The new rules provide (at 1.37, 1.38 and 1.39) how creditors can opt out of receiving documents from officeholders.

In line with the modernisation of the new rules, rule 1.45 provides for the electronic delivery of documents. A document is delivered by email, if the intended recipient had (amongst others) given deemed consent for such electronic delivery. Deemed consent in this context, is where the intended recipient and the person who is subject to the insolvency proceedings had customarily communicated with each other by electronic means before the proceedings commenced. This will be a welcome step for practitioners.

Prescribed content rather than statutory forms

One of the key points for those running cases on the ground is that the new rules eliminate statutory forms for use in insolvency proceedings. Instead, there will be prescribed contents for documents, rather than forms.

Part 1 of the new rules sets out the form and content of documents. The order in which the prescribed information is to appear is defined in rule 1.8, and rule 1.9 allows for the document to depart from the required contents in certain circumstances. Part 1 of the new rules needs to read in conjunction with the other specific insolvency proceeding parts.

So, for example, chapter six of Part 1 of the new rules sets out the standard contents of documents to be delivered to the registrar of companies, with rule 1.21 confirming the standard contents of all documents.

If we take, for example, an application to court for the appointment of administrators, one must read:

  • rule 1.6 which sets out the information required to identify an office-holder, a company
  • rule 1.35 for the standard contents and authentication of applications to the court
  • rule 3.2 for the contents of the proposed administrator's statement and consent to act
  • rule 3.3 for the contents of the administration application

...and so on.

In practice, most firms will develop their own precedent forms for use going forwards that comply with the new rules. In addition, Companies House have confirmed that it will create new forms for the new rules. Companies House will also be producing forms of attachments to such notices (for example, statement of affairs and progress eports), but have said that these forms will not be prescriptive.

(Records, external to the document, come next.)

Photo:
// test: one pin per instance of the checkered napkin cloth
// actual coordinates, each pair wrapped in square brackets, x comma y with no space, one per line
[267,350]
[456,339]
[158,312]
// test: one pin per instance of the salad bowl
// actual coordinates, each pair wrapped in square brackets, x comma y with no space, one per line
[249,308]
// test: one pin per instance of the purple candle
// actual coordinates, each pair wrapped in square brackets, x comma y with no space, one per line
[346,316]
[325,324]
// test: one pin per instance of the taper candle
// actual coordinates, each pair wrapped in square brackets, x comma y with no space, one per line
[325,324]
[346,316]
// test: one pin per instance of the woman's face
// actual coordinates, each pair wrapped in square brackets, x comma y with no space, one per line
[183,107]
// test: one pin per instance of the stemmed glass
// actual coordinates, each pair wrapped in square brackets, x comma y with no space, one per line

There are limited circumstances in which the "old" statutory forms can be used after 6 April 2017. It appears that they should only be used where the 1986 rules still apply under transitional provisions (paragraph 15 of Schedule 2 to the new rules).

Appointments of trustees in bankruptcy

A significant change in bankruptcy is the new section 291A (to be inserted into the Insolvency Act by the SBEE), which provides that the Official Receiver will immediately be appointed as trustee in bankruptcy upon the making of a bankruptcy order (unless there is an existing supervisor of an approved IVA who would like to take the appointment). The effect of this is that first vesting of the estate will now take place on the date of bankruptcy order.

It is worth noting that the Official Receiver will also become trustee where a bankruptcy order has been made before 6 April 2017 but no trustee has been appointed by that date (paragraph 13 of Schedule 2 of the new rules).

Conclusion

With 6 April 2017 just around the corner, we all need to be familiar with the new layout of the rules, and some of the key changes. In addition, for those with ongoing cases, the transitional provisions will be key to the correct operation of such cases.